Globalization creates growth without jobs in the North, structural adjustment in the South, privatization in the East and the dismantling of states everywhere. It is a process which unifies through market integration and new information technologies, yet separates through growing social polarization. It is also a process which depends on the feminization of employment; rather than liberating women into the workplace, globalisation has bred a new underclass of low paid or unpaid women workers.

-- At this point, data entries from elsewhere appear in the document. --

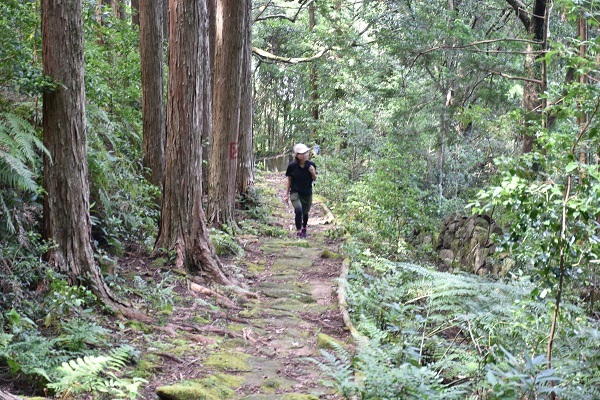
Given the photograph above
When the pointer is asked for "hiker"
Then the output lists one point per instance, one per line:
(301, 173)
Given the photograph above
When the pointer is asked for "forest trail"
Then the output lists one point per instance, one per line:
(261, 349)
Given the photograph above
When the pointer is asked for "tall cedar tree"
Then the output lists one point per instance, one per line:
(153, 110)
(245, 172)
(226, 112)
(183, 226)
(66, 203)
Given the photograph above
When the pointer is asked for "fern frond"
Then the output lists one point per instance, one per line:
(100, 374)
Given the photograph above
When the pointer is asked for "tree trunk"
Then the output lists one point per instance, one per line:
(153, 109)
(183, 226)
(135, 12)
(66, 203)
(536, 27)
(245, 173)
(207, 134)
(226, 112)
(166, 19)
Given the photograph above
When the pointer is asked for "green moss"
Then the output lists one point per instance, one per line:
(229, 361)
(330, 254)
(296, 396)
(139, 326)
(184, 391)
(327, 342)
(159, 262)
(201, 320)
(215, 387)
(249, 313)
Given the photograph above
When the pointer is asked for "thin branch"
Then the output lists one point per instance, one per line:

Demonstrating exactly how women, all over the world, have become the call-girls of the global labour market, the author of this extraordinary book uses a mixture of case studies, examples and quotations to illustrate some hard facts. She looks at women across the world - to show how their lives have been turned upside down by industrialization in the South and a return to homeworking in the North. We meet Martha, 17-year old mother of two in Harlem, who cannot afford medical provision on the salary she has been forced to accept; Margaret, former secretary at the Ministry of Agriculture in Nairobi, now trading in second-hand clothes; Li Thi, a Vietnamese woman who is paid $500 a year for stitching the same running shoes that a top US basketball player is paid $20 million a year to promote.
From New York to Phnom Penh, from Moscow to Dakar, we see the devastating effects of the unfettered power of transnational corporations on women's lives. This book charts that devastation and calls for urgent action - by states across the world and by women themselves.